Consider how the use of California's cap-and-trade revenues (established by AB 32 to reduce greenhouse gases) has expanded. Next budget year, the governor has targeted $500 million for the absurdly expensive and totally unnecessary high-speed rail. It's also being targeted for affordable housing to reduce the commutes of poorer people.
There's another effort to tie the electricity used in the major water projects in California into the program.
The governor's proposed budget, which now is being debated in the Legislature with a deadline on Sunday (or pay for legislators is suspended), would spend $2.23 billion, while each chamber of the Legislature passed bills spending even more of the revenue.
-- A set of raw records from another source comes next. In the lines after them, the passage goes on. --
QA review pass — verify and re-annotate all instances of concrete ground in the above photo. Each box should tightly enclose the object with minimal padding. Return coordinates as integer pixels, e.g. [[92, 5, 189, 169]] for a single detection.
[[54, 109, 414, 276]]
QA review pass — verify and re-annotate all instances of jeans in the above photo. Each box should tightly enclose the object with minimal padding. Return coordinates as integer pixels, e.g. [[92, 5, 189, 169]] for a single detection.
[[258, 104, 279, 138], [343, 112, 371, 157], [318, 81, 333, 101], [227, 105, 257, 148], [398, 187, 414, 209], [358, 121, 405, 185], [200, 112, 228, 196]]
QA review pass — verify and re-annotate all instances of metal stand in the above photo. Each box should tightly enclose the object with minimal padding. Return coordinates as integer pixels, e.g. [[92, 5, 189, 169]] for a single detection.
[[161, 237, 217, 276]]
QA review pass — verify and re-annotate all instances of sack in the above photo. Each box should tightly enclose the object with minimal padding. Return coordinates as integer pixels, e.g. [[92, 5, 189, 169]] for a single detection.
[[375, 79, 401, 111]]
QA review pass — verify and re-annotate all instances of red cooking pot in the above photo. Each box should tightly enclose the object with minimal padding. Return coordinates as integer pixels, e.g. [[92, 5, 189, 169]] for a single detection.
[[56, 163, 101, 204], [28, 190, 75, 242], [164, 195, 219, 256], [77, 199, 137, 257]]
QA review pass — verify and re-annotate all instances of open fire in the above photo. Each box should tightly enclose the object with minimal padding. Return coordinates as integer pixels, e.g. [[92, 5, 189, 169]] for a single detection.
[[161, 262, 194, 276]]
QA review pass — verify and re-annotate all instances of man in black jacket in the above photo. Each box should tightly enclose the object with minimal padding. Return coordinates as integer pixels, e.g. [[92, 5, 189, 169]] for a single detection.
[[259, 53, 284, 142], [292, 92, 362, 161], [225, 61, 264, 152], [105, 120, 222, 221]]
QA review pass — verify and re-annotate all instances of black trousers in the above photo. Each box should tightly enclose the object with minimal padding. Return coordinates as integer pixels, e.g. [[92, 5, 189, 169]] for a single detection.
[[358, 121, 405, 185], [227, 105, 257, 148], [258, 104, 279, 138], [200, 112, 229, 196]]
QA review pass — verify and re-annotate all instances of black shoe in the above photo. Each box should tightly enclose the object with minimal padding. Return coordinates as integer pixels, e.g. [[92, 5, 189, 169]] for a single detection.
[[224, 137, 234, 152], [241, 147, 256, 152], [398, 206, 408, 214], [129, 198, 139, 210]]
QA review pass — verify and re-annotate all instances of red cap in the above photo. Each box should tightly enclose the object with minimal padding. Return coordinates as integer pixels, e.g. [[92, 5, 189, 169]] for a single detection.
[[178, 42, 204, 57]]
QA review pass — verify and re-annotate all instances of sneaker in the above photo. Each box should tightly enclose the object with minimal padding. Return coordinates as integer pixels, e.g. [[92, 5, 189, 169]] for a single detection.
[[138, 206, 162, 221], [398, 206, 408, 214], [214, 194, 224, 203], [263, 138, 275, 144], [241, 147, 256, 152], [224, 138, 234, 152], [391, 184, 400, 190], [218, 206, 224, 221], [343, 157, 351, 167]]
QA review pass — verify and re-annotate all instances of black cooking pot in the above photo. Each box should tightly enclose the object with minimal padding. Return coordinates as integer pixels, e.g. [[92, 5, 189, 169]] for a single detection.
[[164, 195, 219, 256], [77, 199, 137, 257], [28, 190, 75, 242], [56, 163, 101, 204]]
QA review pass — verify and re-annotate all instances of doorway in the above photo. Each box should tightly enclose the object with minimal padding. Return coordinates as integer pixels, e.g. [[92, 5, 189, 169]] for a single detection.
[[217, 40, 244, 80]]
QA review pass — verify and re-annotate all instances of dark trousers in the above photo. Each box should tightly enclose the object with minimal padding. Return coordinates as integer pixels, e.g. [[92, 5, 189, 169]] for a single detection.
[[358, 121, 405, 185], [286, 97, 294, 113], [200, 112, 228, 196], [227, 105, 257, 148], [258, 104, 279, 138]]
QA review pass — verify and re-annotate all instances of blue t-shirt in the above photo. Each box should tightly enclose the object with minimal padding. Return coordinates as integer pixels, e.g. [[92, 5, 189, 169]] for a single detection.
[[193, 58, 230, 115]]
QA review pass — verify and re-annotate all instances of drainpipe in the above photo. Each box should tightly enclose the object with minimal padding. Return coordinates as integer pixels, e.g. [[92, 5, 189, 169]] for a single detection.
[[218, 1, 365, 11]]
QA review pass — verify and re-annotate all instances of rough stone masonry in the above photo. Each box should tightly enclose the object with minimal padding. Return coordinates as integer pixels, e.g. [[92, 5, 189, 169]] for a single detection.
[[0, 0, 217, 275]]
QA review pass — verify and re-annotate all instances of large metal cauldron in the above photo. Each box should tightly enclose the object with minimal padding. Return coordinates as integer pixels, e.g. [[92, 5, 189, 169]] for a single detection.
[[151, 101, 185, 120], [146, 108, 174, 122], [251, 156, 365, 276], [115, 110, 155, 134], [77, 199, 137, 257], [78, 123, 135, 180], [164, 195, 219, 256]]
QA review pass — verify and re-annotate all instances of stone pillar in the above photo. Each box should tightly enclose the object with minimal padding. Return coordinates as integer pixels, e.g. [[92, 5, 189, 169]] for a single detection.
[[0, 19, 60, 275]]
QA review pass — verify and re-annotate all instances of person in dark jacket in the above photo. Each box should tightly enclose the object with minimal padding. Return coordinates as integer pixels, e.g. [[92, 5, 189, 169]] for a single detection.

Notably, the bill setting up cap-and-trade passed by a simple majority and it takes a two-thirds majority to pass a taxation bill. The Democrats do not hold super-majorities in either house and the question will be whether the leaders will ignore that two-thirds requirement and pass an extension of the greenhouse gas reduction goals and timeline.
The original bill is still being litigated by the state Chamber of Commerce and is pending in a state appellate court. If the chamber wins its simple argument that cap-and-trade is a tax?the state position is that it is something else?then the current practice of cap-and-trade could come to an end.
And then there's the Metropolitan Transportation Commission that parcels out transportation funding for the nine Bay Area counties?decisions are made by a board made up of elected representatives from the counties and cities. That structure immediately isolates these decision makers from their respective electorates. This is the outfit that was overseeing and ultimately responsible for the new $6.5 billion Bay Bridge. The original CalTrans estimate for construction was $1.5 billion.
In a recent newsletter from the Greenbelt Alliance, the non-profit noted that MTC had started a new program that "protects our natural and agricultural lands from sprawl development."
Two years ago, MTC commissioners established a "Priority Conservation Area" grant program and allocated $10 million to it. The alleged nexus is that protecting land will encourage people to live in or closer to urban centers and limit the need to spend on transportation.
This is a classic example of an agency that should be building roads, repairing them and investing in sensible transit opportunities allowing its mission to creep well beyond reasonable bounds.
Alameda County Supervisor Scott Haggerty is a commissioner.